Franchise/Licence de marque : Quelle solution pour ma boulangerie ?

Publié par Menlog
3 min de lecture
23 novembre 2023

Vous venez de créer ou de reprendre une entreprise et vous avez fait le choix de rejoindre une enseigne existante pour bénéficier de sa notoriété ou de son expérience. Se pose désormais une question : franchise ou licence de marque ? Quel modèle est le mieux adapté à votre projet ? Voici quelques éclairages pour vous aider à vous positionner.


Le choix d'adosser son projet à une franchise ou une licence de marque peut aider à franchir le pas de l'entrepreneuriat en boulangerie. Les risques sont limités en investissant dans un concept qui a déjà fait ses preuves. Seulement, il est important de bien cerner les bénéfices et les contraintes liées à chacune de ces solutions. Souhaitez-vous plus d'aide ou plus d'autonomie ?

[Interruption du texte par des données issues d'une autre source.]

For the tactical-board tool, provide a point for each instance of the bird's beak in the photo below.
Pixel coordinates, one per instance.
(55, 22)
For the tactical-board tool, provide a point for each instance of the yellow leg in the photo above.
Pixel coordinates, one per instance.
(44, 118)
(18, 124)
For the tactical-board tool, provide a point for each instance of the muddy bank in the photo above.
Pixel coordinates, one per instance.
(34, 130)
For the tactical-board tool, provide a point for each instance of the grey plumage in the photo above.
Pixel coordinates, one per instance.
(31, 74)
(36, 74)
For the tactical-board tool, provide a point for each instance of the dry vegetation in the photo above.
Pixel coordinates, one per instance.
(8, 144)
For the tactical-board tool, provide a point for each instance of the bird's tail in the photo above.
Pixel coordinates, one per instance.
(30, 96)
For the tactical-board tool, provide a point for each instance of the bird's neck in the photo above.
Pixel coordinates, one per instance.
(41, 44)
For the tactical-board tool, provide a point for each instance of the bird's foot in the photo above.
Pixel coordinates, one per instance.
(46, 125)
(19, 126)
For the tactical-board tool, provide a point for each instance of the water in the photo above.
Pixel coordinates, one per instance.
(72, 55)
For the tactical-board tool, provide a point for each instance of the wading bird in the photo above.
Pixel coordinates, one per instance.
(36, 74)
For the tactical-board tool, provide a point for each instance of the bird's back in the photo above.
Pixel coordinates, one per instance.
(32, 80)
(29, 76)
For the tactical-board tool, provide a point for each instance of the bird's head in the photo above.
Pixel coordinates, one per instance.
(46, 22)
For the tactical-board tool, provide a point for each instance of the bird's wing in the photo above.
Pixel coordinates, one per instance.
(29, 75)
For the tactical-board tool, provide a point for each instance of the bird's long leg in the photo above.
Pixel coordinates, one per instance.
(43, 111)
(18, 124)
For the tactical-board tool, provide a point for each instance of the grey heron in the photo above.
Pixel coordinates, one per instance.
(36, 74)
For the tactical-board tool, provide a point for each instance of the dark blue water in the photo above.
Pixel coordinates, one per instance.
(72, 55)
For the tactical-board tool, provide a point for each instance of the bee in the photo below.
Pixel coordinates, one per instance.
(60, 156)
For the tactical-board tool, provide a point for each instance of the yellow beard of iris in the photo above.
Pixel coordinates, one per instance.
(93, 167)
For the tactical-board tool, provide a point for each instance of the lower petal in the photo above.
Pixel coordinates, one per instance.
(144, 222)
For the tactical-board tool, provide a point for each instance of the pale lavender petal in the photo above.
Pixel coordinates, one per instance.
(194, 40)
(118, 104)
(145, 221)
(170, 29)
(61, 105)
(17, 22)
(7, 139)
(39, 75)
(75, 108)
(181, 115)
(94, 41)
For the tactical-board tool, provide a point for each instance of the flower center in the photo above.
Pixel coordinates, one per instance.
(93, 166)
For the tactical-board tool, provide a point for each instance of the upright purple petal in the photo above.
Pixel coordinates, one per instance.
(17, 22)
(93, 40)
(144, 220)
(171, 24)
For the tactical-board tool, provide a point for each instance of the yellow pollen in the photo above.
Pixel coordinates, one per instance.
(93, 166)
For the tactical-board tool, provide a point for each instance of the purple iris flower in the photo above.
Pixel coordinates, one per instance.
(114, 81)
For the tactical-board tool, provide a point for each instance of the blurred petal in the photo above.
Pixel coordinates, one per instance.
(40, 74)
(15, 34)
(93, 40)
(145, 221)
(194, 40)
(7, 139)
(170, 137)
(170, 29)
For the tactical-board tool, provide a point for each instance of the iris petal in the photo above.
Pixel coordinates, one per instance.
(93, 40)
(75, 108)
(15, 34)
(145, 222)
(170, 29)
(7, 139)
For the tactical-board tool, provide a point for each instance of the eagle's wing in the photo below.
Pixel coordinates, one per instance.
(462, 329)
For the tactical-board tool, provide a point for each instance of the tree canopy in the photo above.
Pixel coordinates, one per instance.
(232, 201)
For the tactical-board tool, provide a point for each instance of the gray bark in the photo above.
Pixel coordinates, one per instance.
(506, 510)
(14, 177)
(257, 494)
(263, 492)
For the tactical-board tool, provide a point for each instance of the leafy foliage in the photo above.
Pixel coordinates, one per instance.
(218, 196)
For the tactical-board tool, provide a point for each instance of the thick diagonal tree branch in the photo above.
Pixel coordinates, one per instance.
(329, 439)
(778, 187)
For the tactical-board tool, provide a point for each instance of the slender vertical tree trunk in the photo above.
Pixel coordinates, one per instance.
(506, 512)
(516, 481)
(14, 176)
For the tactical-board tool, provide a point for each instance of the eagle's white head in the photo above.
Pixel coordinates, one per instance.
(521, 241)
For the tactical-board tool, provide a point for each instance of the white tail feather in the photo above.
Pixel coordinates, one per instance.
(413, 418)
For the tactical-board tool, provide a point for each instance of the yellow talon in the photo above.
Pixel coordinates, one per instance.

Le contrat de franchise : un pas à pas encadré 

Ce modèle est sans doute celui qui offre le meilleur balisage. Il permet au propriétaire du concept de maîtriser au mieux l’expansion de son réseau et au franchisé de maîtriser le lancement de son activité. Le franchiseur apporte un business model, une méthode de production et commerciale, partage les savoir-faire de la marque et propose différents types de services pour assister son partenaire dans la gestion du commerce (comptabilité, marketing, qualité, centrale d'achats, etc.). De nombreuses enseignes de boulangerie ont fait le choix de se développer en franchise, notamment Boulangerie Louise ou La mie de pain. La plupart du temps, ces franchises accompagnent le lancement du magasin de bout en bout (recherche du point de vente, recrutement, montage financier...), en formant les futurs exploitants aux pratiques de la maison. Le contrat prévoit parfois même une exclusivité territoriale. En contrepartie, le franchisé doit s'acquitter, dès le démarrage, d'un droit d'entrée forfaitaire. Le principe de la franchise intègre aussi de fait une licence de marque et une équipe support, ce qui implique le versement de royalties ou redevance de fonctionnement. Elles contribuent au développement du concept et à l'administration globale du réseau (veille juridique, R&D, formation continue, programme de fidélisation client, etc.). Si la plupart des réseaux prélèvent un pourcentage du chiffre d'affaires à intervalle régulier, la redevance peut là aussi être forfaitaire. Le principe est le même pour la redevance de communication, non systématique, mais qui démontre malgré tout les efforts d'un réseau pour promouvoir sa marque au niveau national. Dans tous les cas, il est important de mesurer que la contribution demandée est à la hauteur des actions et services amenés par le franchiseur. De même, certaines marques affichent des montants importants, vérifiez que les services haut de gamme proposés sont en phase avec votre projet. Une négociation peut être envisagée sur les droits d'entrée, mais généralement pas sur les royalties. Si vous avez besoin d'être rassuré, c'est la solution qui vous convient.

La licence de marque

En déployant une licence de marque, une enseigne concède le droit d'utiliser sa marque tout en la protégeant. C'est ce qu'ont choisi La Panetière par exemple. Rien ne les oblige à partager un savoir-faire ou des pratiques commerciale, ni même à garantir une exclusivité territoriale même si ces aspects peuvent s'ajouter en option dans le contrat. Pour pouvoir ouvrir sous leur enseigne, le licencié doit contribuer via des royalties*, de la même façon que pour une franchise. Selon le niveau d'investissement du propriétaire de la marque, le montant est généralement moindre, ce qui en fait une alternative plus abordable. Cette option a l'avantage d'offrir une plus grande liberté pour l'aménagement du magasin, le choix du logiciel de caisse ainsi que du point de vue des pratiques commerciales et de gestion. Un contrat de licence de marque implique malgré tout quelques obligations vis-à-vis du respect de l'image, ce qui peut impliquer un niveau minimum de chiffre d'affaires ou un approvisionnement exclusif auprès de certains fournisseurs. De même, l'adhésion à un réseau sous licence de marque sous-tend généralement d'afficher les mêmes éléments marketing que les autres points de vente. La licence de marque est moins sécurisante mais saura convaincre les gestionnaires aguerris en donnant l'occasion de développer une affaire en toute autonomie, sans avoir besoin de construire une notoriété.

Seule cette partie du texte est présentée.